Here’s the next installment of my foray into the realm of graphic novels. They are super popular in my house and the reading community right now. I only wish I had the ability to convey the awkwardness, the angry, the hopes and plans. But these sketches will have to do.
There’s not a lot of self-confidence going around in sixth grade. Being judged and evaluated on a skill I took so much pride in really took a toll on my esteem. I was pretty darn proud of my fifth grade reading award.
Some of the things that happened in sixth grade still stick with me. I’m not sure why I remember the tough moments so much more than the happy ones, because I’m sure there were happy moments. I was a happy kid, because that’s who I am.

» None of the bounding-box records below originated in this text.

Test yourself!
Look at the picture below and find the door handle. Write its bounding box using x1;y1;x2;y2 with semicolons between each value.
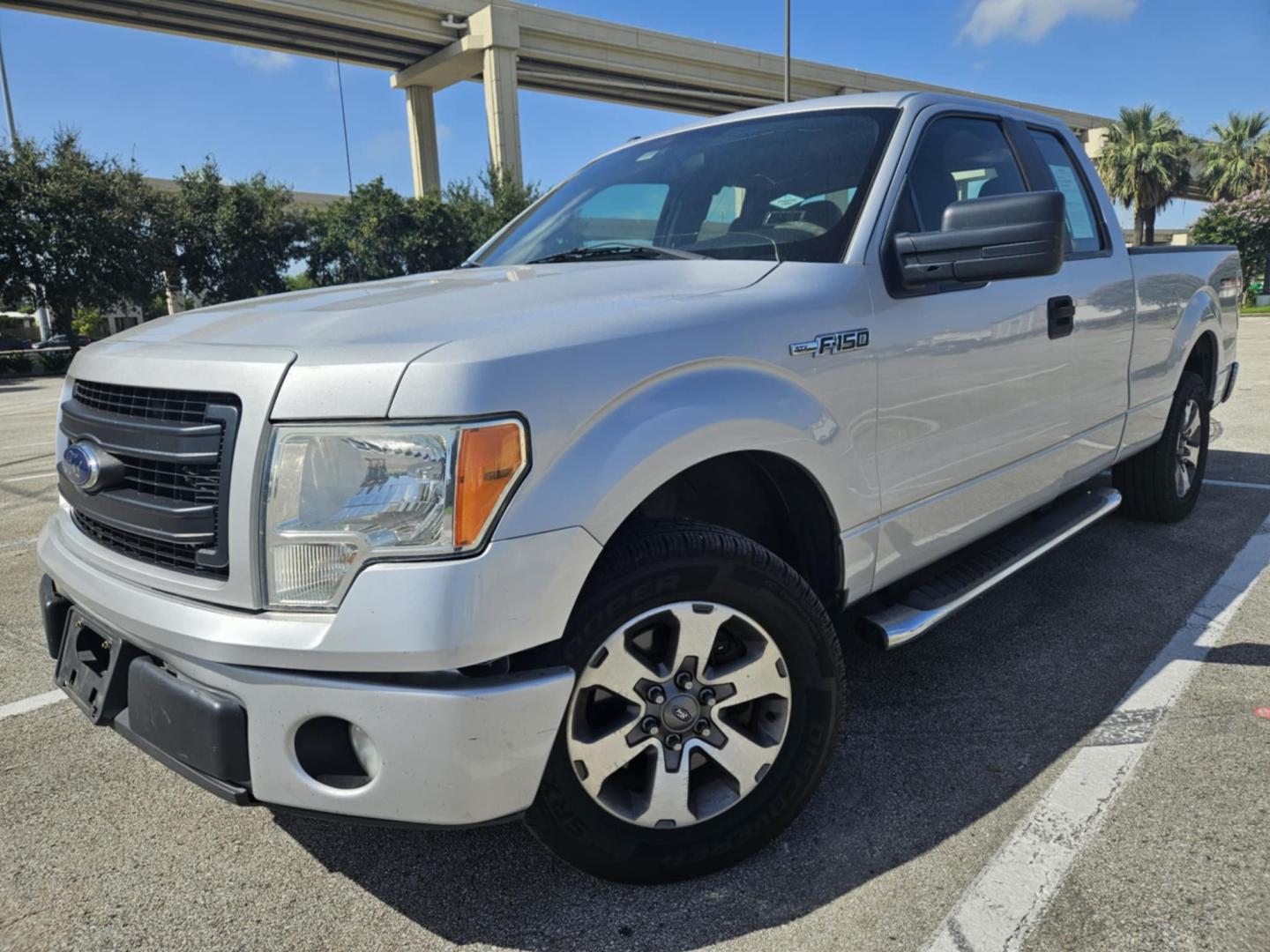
1045;294;1076;340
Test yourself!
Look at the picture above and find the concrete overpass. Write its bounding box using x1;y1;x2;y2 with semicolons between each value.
0;0;1138;197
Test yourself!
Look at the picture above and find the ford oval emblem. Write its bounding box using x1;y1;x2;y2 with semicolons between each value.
63;443;101;491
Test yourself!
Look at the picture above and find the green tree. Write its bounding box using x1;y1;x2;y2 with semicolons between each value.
0;130;160;346
162;158;305;305
444;162;541;257
1094;104;1192;245
1200;112;1270;199
1192;190;1270;299
305;178;462;285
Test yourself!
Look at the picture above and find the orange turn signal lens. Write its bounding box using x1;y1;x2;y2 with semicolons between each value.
455;423;525;547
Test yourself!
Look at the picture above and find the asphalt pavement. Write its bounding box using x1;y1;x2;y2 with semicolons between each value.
0;317;1270;952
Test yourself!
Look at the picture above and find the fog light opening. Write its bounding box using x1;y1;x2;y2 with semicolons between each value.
296;718;380;790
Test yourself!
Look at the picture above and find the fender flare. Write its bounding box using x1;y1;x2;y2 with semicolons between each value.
1169;285;1221;398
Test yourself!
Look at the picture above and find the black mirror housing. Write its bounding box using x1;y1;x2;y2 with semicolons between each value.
895;191;1067;291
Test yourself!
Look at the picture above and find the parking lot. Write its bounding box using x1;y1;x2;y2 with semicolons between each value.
0;317;1270;952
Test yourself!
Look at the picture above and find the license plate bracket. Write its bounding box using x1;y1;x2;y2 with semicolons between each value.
56;606;141;725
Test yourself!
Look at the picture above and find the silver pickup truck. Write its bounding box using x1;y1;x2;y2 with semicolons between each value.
38;94;1241;881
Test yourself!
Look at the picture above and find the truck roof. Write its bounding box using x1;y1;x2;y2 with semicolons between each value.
597;90;1063;158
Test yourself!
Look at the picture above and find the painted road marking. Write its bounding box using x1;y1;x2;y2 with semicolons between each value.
0;689;66;721
926;519;1270;952
1204;479;1270;488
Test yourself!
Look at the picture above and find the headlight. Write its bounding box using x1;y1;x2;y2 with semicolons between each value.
265;420;528;608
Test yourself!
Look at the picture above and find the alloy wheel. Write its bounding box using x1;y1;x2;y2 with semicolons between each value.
566;602;791;828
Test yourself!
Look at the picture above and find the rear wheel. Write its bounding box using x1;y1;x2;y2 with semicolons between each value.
526;520;842;882
1111;372;1209;522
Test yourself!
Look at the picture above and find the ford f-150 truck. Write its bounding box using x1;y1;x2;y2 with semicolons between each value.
38;94;1241;881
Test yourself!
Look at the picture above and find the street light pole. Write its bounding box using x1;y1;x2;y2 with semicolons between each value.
785;0;790;103
0;25;49;340
0;26;18;145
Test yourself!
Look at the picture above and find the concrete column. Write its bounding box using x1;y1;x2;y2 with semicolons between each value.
482;46;523;182
405;86;441;198
162;271;185;314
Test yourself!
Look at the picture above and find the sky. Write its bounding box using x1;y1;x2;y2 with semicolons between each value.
0;0;1270;227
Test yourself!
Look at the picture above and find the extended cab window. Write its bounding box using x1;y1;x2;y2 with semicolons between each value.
895;115;1027;231
1027;130;1102;254
475;108;897;265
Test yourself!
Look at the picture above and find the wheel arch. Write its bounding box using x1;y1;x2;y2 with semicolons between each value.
616;450;843;611
499;363;877;614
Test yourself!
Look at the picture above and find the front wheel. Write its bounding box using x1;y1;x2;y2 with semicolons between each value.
1111;370;1209;522
526;520;843;882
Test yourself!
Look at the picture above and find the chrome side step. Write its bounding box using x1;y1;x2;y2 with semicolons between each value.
861;487;1120;649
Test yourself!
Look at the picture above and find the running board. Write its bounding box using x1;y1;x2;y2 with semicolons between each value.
861;487;1120;649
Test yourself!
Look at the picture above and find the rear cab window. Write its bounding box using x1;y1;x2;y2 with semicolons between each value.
1027;127;1105;257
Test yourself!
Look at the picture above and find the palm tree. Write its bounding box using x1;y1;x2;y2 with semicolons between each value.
1094;104;1194;245
1201;112;1270;199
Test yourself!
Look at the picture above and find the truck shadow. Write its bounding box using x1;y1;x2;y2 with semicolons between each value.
275;466;1270;952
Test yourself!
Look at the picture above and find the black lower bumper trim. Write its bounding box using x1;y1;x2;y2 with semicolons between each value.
110;710;257;806
40;575;71;661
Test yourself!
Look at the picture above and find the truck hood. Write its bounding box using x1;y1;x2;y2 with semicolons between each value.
121;260;774;353
104;259;774;419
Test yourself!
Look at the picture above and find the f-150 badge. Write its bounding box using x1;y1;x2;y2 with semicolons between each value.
790;328;869;357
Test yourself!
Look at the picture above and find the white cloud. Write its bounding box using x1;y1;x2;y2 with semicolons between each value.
231;46;296;72
958;0;1138;46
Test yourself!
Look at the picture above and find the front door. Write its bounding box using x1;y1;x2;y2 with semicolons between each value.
869;109;1073;586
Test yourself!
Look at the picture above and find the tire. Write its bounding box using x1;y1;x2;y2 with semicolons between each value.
526;520;845;883
1111;370;1209;523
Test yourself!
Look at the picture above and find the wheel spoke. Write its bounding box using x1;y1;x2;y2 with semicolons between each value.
640;751;698;826
578;643;656;703
707;651;790;709
699;730;780;797
670;606;728;675
572;724;661;796
1183;401;1199;445
1177;459;1192;496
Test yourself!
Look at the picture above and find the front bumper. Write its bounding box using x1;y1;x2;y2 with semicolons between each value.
35;502;601;674
42;577;572;826
37;513;600;826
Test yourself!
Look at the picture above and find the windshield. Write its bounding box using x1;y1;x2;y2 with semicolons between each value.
474;109;897;265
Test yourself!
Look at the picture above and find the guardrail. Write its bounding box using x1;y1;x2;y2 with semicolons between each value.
0;346;71;377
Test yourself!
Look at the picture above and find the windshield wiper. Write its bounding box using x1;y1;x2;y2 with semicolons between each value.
526;242;705;264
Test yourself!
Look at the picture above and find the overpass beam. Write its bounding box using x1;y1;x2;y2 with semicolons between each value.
405;86;441;198
1080;126;1108;159
392;5;522;196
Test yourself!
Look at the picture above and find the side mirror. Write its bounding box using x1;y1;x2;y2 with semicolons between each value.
895;191;1067;289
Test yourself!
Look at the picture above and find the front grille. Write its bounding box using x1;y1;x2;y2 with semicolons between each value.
115;453;221;502
60;381;240;579
75;380;217;423
71;509;213;579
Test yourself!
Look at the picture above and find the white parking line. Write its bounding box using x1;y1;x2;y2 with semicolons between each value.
0;689;66;721
0;470;57;482
926;519;1270;952
1204;479;1270;488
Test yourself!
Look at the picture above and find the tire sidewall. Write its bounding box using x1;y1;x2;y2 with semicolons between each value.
526;533;840;882
1160;373;1210;518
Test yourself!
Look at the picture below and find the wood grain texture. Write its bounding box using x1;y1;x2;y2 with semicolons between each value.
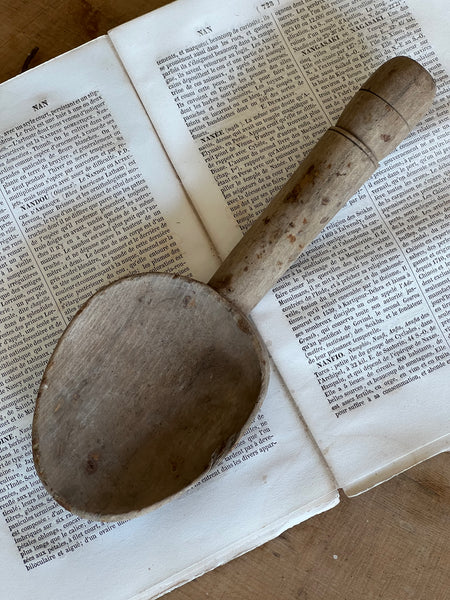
0;0;450;600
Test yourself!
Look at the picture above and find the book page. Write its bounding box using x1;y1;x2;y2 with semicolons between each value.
111;0;450;494
0;38;337;600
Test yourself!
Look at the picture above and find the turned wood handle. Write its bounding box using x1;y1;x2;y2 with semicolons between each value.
209;56;435;314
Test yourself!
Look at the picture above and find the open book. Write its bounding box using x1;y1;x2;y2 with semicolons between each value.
0;0;450;600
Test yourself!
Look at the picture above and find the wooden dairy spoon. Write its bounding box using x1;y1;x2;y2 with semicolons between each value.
33;57;435;521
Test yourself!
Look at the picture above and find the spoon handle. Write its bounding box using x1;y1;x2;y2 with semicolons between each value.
209;56;435;314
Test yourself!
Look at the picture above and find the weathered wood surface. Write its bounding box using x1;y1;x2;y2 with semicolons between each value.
33;57;435;520
0;0;450;600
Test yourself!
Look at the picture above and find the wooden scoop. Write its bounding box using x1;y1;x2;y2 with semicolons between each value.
33;57;435;521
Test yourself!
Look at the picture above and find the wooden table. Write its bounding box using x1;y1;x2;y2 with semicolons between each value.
0;0;450;600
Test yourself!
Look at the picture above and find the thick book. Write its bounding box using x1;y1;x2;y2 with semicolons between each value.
0;0;450;600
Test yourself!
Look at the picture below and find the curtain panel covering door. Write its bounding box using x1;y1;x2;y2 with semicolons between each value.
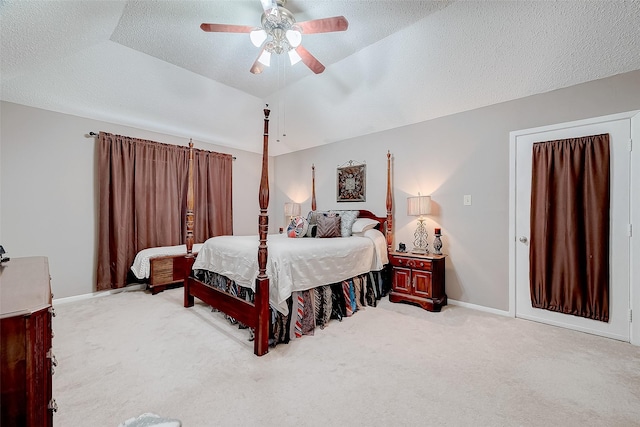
97;132;233;290
529;134;610;322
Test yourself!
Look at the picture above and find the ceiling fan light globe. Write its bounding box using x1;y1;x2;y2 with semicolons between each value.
289;49;302;65
258;50;271;67
249;28;267;47
286;30;302;48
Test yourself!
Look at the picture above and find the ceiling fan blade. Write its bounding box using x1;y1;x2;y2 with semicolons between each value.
249;47;264;74
296;45;324;74
260;0;278;12
200;23;256;33
296;16;349;34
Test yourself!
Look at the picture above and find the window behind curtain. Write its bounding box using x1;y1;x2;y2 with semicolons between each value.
97;132;233;290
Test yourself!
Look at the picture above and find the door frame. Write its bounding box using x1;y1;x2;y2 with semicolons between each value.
509;110;640;346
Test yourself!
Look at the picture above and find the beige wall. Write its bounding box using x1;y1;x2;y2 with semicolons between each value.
5;71;640;311
275;71;640;311
0;102;273;298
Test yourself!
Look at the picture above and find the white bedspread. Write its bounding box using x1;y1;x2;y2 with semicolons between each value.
193;230;388;314
131;243;202;280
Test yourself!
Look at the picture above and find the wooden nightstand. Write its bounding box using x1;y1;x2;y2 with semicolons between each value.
389;252;447;311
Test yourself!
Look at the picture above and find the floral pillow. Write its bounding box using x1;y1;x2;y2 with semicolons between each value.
331;211;360;237
287;216;309;237
316;214;342;238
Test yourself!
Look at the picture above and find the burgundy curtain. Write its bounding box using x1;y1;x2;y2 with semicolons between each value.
97;132;233;290
529;134;610;322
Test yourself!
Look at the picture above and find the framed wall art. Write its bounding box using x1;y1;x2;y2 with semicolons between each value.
336;160;367;202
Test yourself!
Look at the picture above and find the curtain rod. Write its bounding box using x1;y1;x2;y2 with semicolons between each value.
89;131;236;160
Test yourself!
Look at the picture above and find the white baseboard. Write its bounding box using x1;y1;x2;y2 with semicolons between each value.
447;299;513;317
53;284;147;305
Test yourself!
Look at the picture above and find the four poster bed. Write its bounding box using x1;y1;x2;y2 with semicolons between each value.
178;109;393;356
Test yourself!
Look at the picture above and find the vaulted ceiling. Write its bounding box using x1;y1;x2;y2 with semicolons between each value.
0;0;640;155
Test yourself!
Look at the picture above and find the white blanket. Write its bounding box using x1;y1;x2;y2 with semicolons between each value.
193;230;388;314
131;243;202;280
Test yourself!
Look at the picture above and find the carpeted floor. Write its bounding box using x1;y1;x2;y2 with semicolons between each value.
53;289;640;427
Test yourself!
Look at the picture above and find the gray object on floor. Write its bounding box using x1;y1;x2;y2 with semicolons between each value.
118;413;182;427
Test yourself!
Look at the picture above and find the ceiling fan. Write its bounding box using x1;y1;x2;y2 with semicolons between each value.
200;0;349;74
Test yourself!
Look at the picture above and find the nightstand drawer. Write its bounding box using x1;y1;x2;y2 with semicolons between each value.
389;255;432;271
389;252;447;311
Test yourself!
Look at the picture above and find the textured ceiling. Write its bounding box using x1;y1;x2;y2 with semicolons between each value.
0;0;640;155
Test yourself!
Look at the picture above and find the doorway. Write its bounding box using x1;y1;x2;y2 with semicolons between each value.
510;114;633;342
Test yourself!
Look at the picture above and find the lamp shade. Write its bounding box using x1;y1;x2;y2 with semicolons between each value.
284;203;301;216
407;196;431;216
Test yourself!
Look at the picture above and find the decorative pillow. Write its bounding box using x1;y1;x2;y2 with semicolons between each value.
331;211;360;237
351;218;380;233
316;214;341;237
306;224;318;237
307;211;329;225
287;216;309;237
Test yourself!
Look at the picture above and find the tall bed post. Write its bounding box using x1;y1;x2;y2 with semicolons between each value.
253;108;270;356
311;164;316;211
187;139;194;258
386;151;393;252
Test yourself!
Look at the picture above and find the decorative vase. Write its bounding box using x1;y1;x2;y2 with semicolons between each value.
433;228;442;255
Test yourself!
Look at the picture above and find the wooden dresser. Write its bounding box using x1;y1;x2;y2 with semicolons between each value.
389;252;447;311
0;257;57;427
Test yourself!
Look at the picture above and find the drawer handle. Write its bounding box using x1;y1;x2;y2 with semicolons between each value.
47;348;58;366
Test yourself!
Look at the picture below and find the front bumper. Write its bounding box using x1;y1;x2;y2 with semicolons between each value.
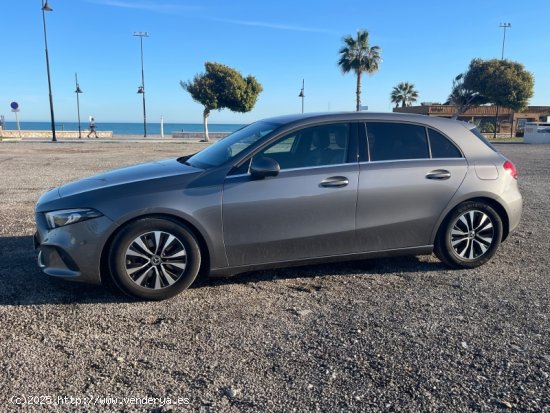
33;213;114;284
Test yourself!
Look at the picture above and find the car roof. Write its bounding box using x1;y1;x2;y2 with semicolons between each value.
263;112;474;129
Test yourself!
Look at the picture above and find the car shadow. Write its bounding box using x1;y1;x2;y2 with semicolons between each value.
0;236;134;305
193;256;449;288
0;236;448;306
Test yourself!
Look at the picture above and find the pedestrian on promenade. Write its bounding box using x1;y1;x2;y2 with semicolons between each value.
88;116;98;139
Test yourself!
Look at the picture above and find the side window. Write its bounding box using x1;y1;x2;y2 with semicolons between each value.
367;122;430;161
256;123;350;169
428;129;462;158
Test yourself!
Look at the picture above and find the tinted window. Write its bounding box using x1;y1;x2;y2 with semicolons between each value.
428;129;462;158
367;122;430;161
470;128;498;152
256;124;350;169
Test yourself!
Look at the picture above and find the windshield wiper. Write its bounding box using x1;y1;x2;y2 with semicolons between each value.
176;154;195;166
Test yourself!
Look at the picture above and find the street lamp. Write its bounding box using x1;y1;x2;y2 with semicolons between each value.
298;79;306;113
74;73;82;139
42;0;57;142
134;32;149;138
493;23;514;139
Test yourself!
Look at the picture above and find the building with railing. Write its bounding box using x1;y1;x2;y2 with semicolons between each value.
393;103;550;134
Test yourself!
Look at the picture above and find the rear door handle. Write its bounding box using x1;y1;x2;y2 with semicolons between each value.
426;169;451;181
320;176;349;188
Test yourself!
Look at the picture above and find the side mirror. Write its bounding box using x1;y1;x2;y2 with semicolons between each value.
250;156;281;179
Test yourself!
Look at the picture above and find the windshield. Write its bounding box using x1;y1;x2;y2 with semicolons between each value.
186;121;279;169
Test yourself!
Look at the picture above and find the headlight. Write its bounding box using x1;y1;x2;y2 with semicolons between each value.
45;208;103;229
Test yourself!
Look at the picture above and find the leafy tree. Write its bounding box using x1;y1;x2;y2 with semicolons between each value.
338;30;382;111
180;62;263;142
463;59;535;111
445;73;487;119
390;82;418;108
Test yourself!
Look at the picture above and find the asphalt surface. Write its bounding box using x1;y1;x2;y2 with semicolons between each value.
0;141;550;412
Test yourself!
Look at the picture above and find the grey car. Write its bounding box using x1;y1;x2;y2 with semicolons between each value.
35;113;522;300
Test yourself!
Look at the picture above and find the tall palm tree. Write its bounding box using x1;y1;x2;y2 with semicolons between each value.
338;30;382;112
390;82;418;108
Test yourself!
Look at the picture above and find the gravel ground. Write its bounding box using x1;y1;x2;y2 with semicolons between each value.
0;142;550;412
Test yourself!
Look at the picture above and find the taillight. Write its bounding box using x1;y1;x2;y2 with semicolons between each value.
503;161;518;179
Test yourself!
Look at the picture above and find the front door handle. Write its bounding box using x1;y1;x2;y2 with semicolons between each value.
426;169;451;181
320;176;349;188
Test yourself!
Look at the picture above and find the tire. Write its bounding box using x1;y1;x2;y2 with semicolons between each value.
434;201;502;268
109;218;201;301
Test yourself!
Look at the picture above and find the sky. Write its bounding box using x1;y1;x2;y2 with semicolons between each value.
0;0;550;124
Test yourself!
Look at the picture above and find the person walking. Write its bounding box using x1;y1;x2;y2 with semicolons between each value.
88;116;98;139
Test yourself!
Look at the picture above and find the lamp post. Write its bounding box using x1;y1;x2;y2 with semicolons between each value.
42;0;57;142
74;73;82;139
298;79;306;113
134;32;149;138
493;23;514;139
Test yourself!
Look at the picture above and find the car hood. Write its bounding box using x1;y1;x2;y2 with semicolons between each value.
57;159;202;198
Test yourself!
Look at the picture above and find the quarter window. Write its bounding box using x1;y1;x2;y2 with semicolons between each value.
428;129;462;158
367;122;430;161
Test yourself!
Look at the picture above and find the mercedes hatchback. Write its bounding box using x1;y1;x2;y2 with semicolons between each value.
35;113;522;300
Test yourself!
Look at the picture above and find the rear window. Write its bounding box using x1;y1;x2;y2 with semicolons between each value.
470;128;498;152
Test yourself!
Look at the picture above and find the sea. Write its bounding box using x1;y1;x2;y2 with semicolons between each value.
0;122;245;135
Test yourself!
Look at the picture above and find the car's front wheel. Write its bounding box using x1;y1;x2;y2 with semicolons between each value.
434;201;502;268
109;218;201;300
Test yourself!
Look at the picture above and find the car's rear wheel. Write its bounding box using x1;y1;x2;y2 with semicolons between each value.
109;218;201;300
434;201;502;268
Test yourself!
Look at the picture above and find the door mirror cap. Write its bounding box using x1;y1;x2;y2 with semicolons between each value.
250;156;281;179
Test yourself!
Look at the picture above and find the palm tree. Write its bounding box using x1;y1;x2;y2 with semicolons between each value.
390;82;418;108
338;30;382;111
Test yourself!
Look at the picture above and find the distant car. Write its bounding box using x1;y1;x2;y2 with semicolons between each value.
35;113;522;300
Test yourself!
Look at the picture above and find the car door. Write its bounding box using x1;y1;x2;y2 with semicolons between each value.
223;123;359;266
356;122;467;252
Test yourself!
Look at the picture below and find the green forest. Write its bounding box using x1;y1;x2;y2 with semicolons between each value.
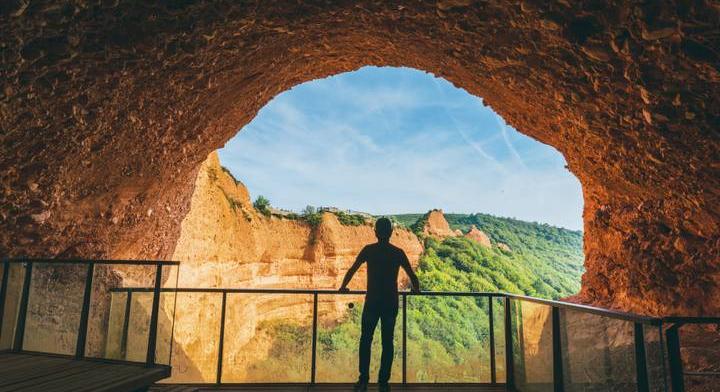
245;214;583;382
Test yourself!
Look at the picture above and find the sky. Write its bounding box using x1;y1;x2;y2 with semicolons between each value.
219;67;583;230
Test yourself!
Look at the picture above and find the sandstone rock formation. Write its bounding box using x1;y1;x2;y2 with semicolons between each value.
422;210;462;238
0;0;720;314
172;153;424;289
465;225;492;248
165;153;423;382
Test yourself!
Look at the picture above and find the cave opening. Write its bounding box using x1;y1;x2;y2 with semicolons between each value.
172;63;583;299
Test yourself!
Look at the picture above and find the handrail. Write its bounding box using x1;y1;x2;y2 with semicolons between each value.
0;257;180;266
504;293;662;325
111;287;663;325
0;258;174;367
662;316;720;392
111;287;676;386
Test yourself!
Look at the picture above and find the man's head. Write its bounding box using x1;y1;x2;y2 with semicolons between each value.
375;218;392;241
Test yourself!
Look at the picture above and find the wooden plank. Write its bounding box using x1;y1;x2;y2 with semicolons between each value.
0;353;169;392
0;361;101;392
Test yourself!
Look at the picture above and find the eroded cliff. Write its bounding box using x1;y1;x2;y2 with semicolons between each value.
165;153;423;381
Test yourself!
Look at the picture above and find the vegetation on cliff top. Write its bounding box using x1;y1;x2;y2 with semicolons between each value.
248;214;583;382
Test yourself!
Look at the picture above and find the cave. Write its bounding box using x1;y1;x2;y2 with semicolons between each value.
0;0;720;315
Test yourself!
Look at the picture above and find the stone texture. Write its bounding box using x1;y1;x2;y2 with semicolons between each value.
166;152;423;382
0;0;720;314
423;210;462;238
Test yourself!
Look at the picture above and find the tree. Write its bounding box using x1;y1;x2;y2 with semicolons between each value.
302;205;317;216
253;195;270;216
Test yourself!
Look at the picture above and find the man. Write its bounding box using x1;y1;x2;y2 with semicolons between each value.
340;218;420;392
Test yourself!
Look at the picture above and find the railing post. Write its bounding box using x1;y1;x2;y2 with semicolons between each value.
665;324;685;392
310;292;317;384
145;263;162;367
551;306;565;392
635;323;650;392
402;293;407;384
13;262;33;351
505;296;515;391
120;290;132;359
75;263;95;358
215;291;227;384
488;295;497;384
0;260;10;338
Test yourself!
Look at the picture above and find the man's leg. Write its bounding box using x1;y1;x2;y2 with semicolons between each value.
358;303;380;384
378;306;398;384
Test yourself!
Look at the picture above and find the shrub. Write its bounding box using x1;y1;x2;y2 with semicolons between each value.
253;195;272;216
335;211;366;226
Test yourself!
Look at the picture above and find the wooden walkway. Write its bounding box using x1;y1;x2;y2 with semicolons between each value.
0;351;170;392
150;384;505;392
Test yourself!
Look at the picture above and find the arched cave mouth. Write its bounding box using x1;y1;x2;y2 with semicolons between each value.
172;67;583;299
0;1;720;314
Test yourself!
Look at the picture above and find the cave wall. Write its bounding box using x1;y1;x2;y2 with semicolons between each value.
0;0;720;314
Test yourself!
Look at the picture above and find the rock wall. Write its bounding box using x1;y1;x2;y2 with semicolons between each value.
0;0;720;314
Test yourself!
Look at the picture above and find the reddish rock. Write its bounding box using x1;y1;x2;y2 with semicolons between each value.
423;210;462;238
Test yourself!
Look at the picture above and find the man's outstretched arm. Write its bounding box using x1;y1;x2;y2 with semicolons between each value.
340;249;365;291
400;251;420;292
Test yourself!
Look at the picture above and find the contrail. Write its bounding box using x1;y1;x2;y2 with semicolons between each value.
432;78;508;174
495;116;527;169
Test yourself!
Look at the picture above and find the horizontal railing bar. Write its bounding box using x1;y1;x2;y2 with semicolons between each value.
110;287;676;325
110;287;505;297
153;382;505;390
3;258;180;265
505;293;662;325
662;316;720;324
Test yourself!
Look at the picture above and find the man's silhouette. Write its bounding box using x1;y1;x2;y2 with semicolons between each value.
340;218;420;392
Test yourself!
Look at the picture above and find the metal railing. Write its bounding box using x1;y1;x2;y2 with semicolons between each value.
0;259;179;367
663;317;720;392
107;287;680;392
0;259;720;392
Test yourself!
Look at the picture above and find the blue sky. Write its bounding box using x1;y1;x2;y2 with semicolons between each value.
219;67;583;229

To be honest, I’m grateful for these moments, because no one wants to read a graphic novel about a perfect adolescence, do they? And maybe the awkwardness of the so-called art is the perfect way to convey how rough some of those moments were.
So sixth grade was awkward. And as you can read from my little cartoon, I didn’t take too kindly to being put in the lowest reading group. But you know, I can’t even remember what book we were asked to read. I only remember fixating on the book that the advanced readers were given. It was The Witch of Blackbird Pond. I just read that book in 2016. It was a nice book, but not the most moving story I’ve ever read. It took some time, but I think reading the book gave me some peace.
Seventh grade gave me a chance to redeem my literary ambitions. Working with my seventh grade teacher I created the school’s first ever literary magazine. Maybe that humbling experience in sixth grade was exactly what a budding, hopeful author needed.